Together with your eyes focused on your pointed index fingers, slowly form a lazy eight figure along with your arms. Say whats happened, i.e., “I was ready to speak on Strengths and I see here I am so supposed to talk on Personality Assessments, which will get the audience on your side. Listed here are some points that can assist.
It’s understood that the opening statements are a time for the prosecution and defense to establish the facts and circumstances of the case. Time and time again, however, I’ve seen attorneys give dry and dispassionate presentations to the jurors and waste the opportunity for them to connect to their clients’ cases. When I work with attorneys on delivering opening statements I have them view themselves as storytellers first and attorneys second. Framing themselves in this way allows them to instill emotion in what they are saying and maximizes the impact their opening statements have on the jury.

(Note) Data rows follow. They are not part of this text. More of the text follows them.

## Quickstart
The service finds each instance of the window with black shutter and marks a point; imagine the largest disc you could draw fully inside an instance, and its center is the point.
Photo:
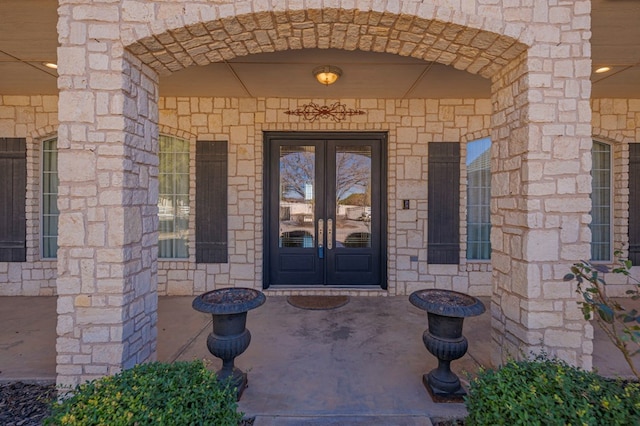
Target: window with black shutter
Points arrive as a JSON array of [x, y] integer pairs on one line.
[[443, 241], [211, 202], [13, 190], [634, 203]]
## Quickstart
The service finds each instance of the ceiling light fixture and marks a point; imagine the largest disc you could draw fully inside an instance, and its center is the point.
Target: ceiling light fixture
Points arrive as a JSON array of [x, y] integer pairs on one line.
[[327, 74]]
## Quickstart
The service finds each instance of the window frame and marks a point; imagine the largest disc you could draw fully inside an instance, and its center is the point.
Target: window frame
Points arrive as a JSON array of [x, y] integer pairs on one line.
[[610, 201], [187, 229], [488, 205], [41, 215]]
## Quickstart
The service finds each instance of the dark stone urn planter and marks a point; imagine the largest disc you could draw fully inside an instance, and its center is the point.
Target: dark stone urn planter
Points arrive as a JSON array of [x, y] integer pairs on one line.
[[446, 311], [230, 337]]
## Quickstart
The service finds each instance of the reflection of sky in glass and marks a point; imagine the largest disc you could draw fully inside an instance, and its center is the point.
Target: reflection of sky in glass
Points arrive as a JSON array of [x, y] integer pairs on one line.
[[476, 148]]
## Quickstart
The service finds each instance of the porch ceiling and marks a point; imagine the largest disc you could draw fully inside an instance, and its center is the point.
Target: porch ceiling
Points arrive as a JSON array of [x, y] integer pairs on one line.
[[28, 39]]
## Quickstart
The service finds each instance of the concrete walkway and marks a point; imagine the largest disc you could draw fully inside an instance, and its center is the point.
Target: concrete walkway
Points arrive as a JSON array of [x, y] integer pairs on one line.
[[361, 363]]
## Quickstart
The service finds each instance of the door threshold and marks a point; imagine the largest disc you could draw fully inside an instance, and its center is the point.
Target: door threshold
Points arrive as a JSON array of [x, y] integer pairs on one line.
[[287, 290]]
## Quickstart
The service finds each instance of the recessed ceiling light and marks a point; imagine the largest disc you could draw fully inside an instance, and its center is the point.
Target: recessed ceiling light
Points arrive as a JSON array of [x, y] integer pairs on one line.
[[327, 74]]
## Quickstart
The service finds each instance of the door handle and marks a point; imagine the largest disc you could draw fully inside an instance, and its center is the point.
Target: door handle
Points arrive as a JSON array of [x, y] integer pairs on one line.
[[320, 238]]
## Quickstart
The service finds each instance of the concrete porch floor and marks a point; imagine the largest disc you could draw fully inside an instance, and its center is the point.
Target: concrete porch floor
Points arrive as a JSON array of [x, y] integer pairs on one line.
[[363, 361]]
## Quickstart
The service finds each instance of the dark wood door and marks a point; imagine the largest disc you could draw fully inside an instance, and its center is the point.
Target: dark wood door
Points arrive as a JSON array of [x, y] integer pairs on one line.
[[324, 210]]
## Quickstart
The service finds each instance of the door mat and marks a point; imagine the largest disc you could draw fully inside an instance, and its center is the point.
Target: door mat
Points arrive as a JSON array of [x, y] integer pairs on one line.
[[318, 302]]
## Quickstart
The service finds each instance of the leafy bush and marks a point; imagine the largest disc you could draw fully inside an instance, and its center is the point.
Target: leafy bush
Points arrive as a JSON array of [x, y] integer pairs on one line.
[[621, 326], [550, 392], [181, 393]]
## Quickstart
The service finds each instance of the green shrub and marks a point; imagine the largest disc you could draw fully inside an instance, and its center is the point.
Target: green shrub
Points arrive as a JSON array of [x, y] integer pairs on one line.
[[550, 392], [181, 393]]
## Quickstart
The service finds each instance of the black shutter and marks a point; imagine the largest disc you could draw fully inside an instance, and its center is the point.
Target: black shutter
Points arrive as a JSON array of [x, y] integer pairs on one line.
[[13, 194], [211, 202], [443, 232], [634, 203]]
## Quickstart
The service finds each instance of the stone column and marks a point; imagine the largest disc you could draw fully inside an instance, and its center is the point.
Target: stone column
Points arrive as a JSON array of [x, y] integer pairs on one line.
[[107, 142], [541, 162]]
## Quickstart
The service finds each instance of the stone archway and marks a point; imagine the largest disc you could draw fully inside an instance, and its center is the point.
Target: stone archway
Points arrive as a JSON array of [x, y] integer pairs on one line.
[[109, 61]]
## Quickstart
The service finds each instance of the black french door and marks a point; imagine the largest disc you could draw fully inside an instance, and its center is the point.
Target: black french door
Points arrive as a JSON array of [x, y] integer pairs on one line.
[[323, 209]]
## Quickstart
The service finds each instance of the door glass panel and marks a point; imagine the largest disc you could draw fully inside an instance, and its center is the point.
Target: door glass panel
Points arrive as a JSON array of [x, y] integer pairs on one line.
[[353, 196], [297, 196]]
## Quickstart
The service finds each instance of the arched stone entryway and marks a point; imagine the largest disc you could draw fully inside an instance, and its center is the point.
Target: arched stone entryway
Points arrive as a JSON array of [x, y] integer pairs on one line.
[[111, 56]]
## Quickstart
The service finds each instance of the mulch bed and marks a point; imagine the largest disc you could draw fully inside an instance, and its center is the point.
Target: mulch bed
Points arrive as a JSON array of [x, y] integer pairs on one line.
[[23, 404]]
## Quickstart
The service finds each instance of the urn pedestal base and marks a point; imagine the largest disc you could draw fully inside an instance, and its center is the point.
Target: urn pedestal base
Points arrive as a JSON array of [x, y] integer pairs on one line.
[[446, 311], [439, 395], [230, 337]]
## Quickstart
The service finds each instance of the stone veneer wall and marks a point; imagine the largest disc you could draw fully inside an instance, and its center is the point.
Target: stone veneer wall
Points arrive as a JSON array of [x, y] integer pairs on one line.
[[35, 117], [617, 122]]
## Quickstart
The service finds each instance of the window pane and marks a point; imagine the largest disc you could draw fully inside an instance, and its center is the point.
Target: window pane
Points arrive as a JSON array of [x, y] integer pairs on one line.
[[478, 199], [49, 210], [173, 198], [601, 202]]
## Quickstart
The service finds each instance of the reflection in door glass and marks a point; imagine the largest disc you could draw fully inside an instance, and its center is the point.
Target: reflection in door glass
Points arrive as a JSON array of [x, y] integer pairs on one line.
[[353, 196], [297, 196]]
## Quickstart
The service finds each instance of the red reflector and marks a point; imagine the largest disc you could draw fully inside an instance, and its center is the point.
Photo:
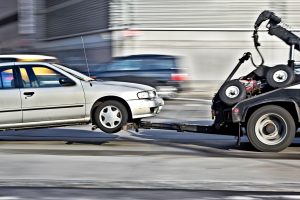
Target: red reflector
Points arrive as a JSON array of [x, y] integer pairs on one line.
[[178, 77], [235, 110]]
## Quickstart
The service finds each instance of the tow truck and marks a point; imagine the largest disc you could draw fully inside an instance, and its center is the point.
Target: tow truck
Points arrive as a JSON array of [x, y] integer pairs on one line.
[[264, 104]]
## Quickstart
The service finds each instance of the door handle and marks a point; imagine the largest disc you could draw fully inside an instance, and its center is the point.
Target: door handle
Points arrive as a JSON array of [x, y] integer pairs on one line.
[[28, 94]]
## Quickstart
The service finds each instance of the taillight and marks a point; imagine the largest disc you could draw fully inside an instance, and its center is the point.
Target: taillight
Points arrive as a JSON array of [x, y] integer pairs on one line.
[[178, 77]]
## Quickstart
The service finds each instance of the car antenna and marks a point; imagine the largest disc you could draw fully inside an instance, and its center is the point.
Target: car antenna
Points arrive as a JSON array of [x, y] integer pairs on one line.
[[86, 61]]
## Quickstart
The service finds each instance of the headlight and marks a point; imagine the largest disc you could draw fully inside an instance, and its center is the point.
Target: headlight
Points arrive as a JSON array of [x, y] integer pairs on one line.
[[146, 94]]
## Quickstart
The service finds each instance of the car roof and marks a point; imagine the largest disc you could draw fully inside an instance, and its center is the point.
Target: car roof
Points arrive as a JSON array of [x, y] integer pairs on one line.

Reading about, talking about and thinking about public speaking doesn’t improve your actual skills…. public speaking improves your presentation training.
Writing your goals down is a good first step. Then you need to take action! The sooner you take action, the better. Maybe it’s enrolling in a class. Or signing up to attend the first networking event. Even if the action you take is small compared with all that needs to be done to achieve your goal, it will get you one step closer and psychologically make you feel more committed.
Next time you watch another (quality) public speaker, take a look at the process through the eyes of a student public speaker; you will learn a bunch.
Flip charts are a great way to be interactive with your audience and get their inputs to your presentation. People feel important when you write their words and ideas on paper in front of the room.